On “Stars and Planets” (“That was my ‘Sir Duke'”), she even recaps what she’s learned from the industry. “There are some women that I toured with, and [I’m] trying to say [to them], ‘It’s not the glamour that makes you special. It’s not all the hoopla. … What’s different about you is your ability to reveal your everydayness, your humanity.’

“So ‘Stars and Planets’ is about [how] we all shine. You” — she points to me — “have the same amount of great stuff in you that I do. He” — the bartender — “has the same amount of great stuff. Some people can give it. And that’s what makes a real star, the people that can give it.”


The next night at Boston’s Paradise Rock Club, Phair and Meneghin made a brave stab at crossing the old stuff with the new, playing a barely rehearsed, intimate sit-down show, MTV Unplugged-style. Sure, the crowd was more excited when Phair dug out “Black Market White Baby Dealer” than when she debuted “Everything to Me.” And setting aside the guitar to vamp her way through 2003’s “Rock Me” drew far less drool than her cutesy, unerotic read of 1993’s “Flower” (you know, the “blow job queen” song). On the other hand, compared to the bold choruses of “Polyester Bride” or “Extraordinary,” the old favorites from Guyville actually sounded kinda small. I didn’t want to hear Phair shoehorn her voice back into that low tomboy register, and the simple guitar parts of “Girls Girls Girls” and “Mesmerized” made the songs sound like brittle miniatures.

So where’s the happy balance? The problem with hits like “Extraordinary” isn’t that they’re phony, but that they don’t present us with anything that’s unique to their performer. Likewise, on “Everything to Me,” it’s impressive to hear Phair’s voice — which used to change registers the way an old Chevy shifts gears — tackle a lung-busting power ballad, but it’s not Phair’s power ballad. Anyone could sing it, and plenty of American Idol leftovers could do it better.

But on both of her Capitol records, you’ll find other songs that could have come from nobody else — like Somebody’s Miracle‘s excellent opener, “Leap of Innocence,” which feels like a long talk with a woman whom you’re done breaking up with. Somebody’s Miracle lands in the bottom half of Phair’s catalog — to my ears, it’s one “Uncle Alvarez” short of Whitechocolatespaceegg — but unlike her self-titled disc, it sounds unforced, unified, a good deal more “Liz Phairian.”

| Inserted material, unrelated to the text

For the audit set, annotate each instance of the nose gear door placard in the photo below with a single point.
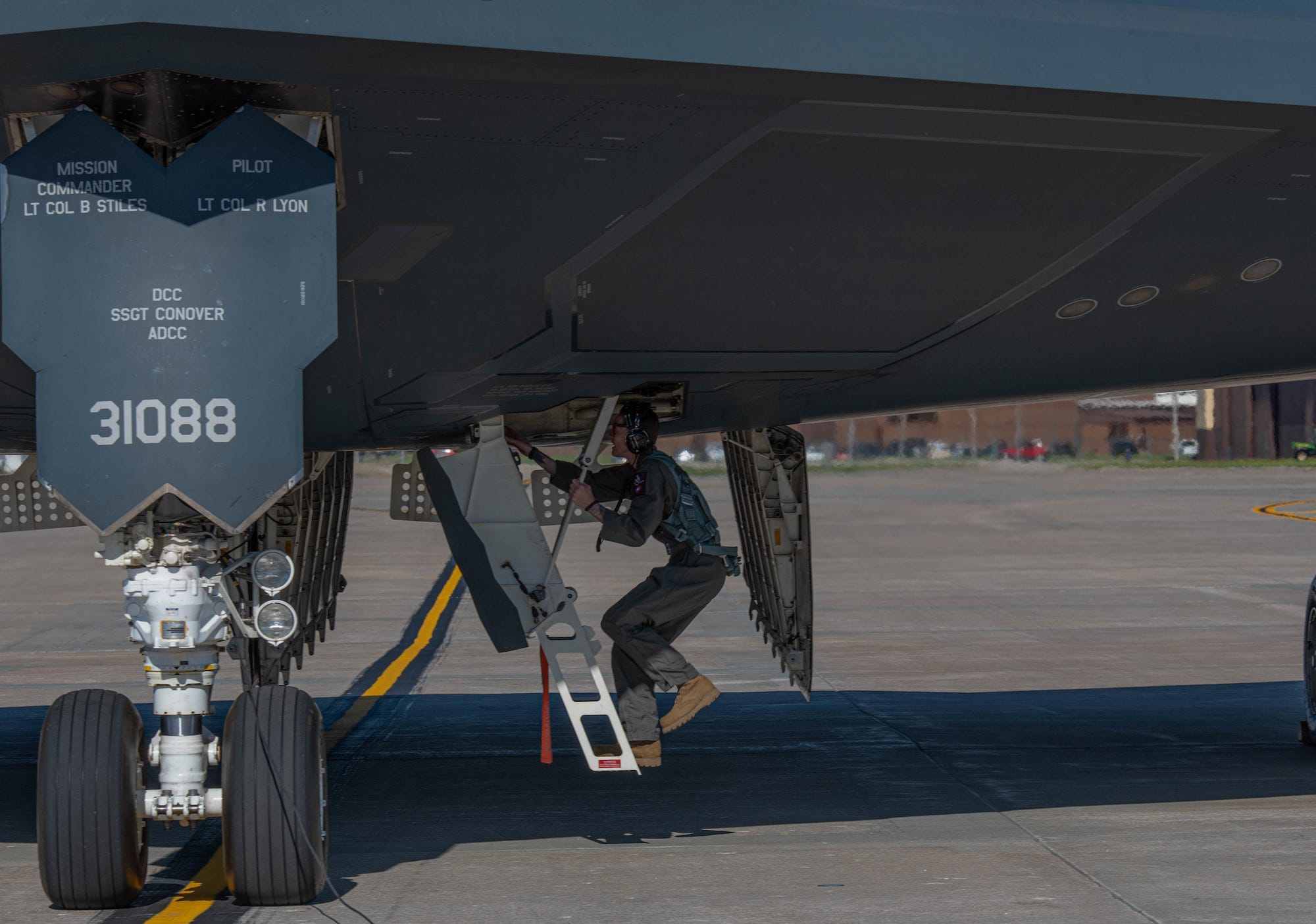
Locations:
(169, 311)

When we spoke at the hotel, I asked Phair which audience is more fickle, the indie rock fans who want her to stay the same, or the new pop crowd that just wants hits? “Can’t tell yet, can I? I can’t tell how much of my essence got through to the new fans, like, if they would become loyal in their own way, you know? Or if they just liked that song.”

Perhaps Phair’s blessing and curse is that she still wants to please both camps. She wants to keep what she calls “the warty underbelly of yourself,” that humanity that’s in all of us and that came through so poignantly on those rough-sounding Guyville songs. But she also wants to be a star, the kind of celebrity who can project herself onto gigantic screens, and Gap ads, and huge, roaring crowds.

And that’s what makes her so compelling, what may be the most “Liz Phairian” thing about her, that she’s struggling so publicly to bridge that divide between the bedroom songwriter and the spectacular star, and that we can watch her succeed or fail almost song by song. If Sheryl Crow recorded Somebody’s Miracle, which is not hard to imagine, it would be a blip on the radar. For Phair, it’s another chapter in an ongoing struggle. It fascinates us because the process is so transparent, and because maybe that ambition, and that need to shine, is the most awesomely human thing about her.

As we wrapped up our interview, she pointed to the bar that we faced. “Here, here’s a good [example] of lighting. Look at how good you look in the bar. It’s designed like that.” The surface was a translucent, grayish silver that caught the light just well enough to give a reflection. “It’s a bar, so everybody wants to feel really good at night. Don’t you look pretty good?” And she was right: I’m just a scruffy writer, but in that perfectly engineered surface, I had to admit I looked really good, too.